Supramolecular nanoparticle loaded with bilirubin enhances cartilage protection and alleviates osteoarthritis via modulating oxidative stress and inflammatory responses

Osteoarthritis (OA) is a chronic inflammation that gradually leads to cartilage degradation. Prolonged chondrocyte oxidative stress contributes to the development of diseases, including chondrocyte apoptosis, cartilage matrix degradation, and aggravation of articular cartilage damage. Bilirubin (BR) possesses strong antioxidant properties by scavenging reactive oxygen species (ROS) and potent protection effects against inflammation. However, its insolubility and short half-life limit its clinical use. Therefore, we developed a supramolecular system of ε-polylysine (EPL) conjugated by β-cyclodextrin (β-CD) on the side chain, and bilirubin was loaded via host-guest interactions, which resulted in the self-assemble of this system into bilirubin-loaded polylysine-β-cyclodextrin nanoparticle (PB) with improving solubility while reducing toxicity and prolonging medication action time. To explore PB's potential pharmacological mechanisms on OA, we established in vitro and in vivo OA models. PB exerted ROS-scavenging proficiency and anti-apoptotic effects on rat chondrocytes by activating the Nrf2-HO-1/GPX4 signaling pathway. Additionally, PB reprogrammed the cartilage microenvironment by regulating the NF-κB signaling pathway to maintain chondrocyte function. Animal experiments further confirmed that PB had excellent scavenging ability for ROS and inflammatory factors related to charge adsorption with cartilage as well as long retention ability.

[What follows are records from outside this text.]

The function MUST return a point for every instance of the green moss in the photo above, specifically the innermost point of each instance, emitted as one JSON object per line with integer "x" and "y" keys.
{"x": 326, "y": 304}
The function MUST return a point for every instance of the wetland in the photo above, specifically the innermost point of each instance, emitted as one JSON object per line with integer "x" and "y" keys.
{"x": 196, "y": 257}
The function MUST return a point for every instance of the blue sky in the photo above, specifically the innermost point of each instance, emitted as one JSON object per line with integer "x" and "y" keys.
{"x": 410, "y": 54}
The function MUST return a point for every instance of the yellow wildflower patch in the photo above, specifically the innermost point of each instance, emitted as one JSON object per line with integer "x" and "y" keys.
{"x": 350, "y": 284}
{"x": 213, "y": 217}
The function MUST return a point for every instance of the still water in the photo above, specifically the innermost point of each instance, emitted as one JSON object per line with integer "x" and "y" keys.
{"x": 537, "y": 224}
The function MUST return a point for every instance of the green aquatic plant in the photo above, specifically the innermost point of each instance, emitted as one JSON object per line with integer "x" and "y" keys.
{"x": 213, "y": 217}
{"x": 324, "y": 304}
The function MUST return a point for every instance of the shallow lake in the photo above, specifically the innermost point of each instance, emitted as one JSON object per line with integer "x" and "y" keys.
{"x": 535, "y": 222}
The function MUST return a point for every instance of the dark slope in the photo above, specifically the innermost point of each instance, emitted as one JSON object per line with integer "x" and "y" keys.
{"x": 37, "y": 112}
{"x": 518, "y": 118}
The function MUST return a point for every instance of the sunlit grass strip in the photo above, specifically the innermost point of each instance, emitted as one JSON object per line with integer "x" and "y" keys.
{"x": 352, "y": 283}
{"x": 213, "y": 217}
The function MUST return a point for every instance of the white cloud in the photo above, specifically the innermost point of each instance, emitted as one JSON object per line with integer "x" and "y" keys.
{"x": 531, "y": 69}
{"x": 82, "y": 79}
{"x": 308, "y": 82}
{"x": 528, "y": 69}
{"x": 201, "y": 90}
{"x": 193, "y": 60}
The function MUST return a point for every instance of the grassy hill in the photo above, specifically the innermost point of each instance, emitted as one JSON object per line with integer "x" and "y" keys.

Together, this work suggests that PB has superior protective abilities with beneficial effects on OA, indicating its great potential for intervention therapy targeting chondrocytes. •Bilirubin-loaded nanoparticle (PB) was developed for osteoarthritis treatment.•The delivery system improves the solubility and extent the short-life of bilirubin.•PB protects chondrocytes via Nrf2-HO-1/GPX4 pathway activation and NF-κB inhibition.•PB suppresses the macrophage-mediated inflammation in articular cavity.•PB ameliorates cartilage injuries, local inflammation, and OA progression.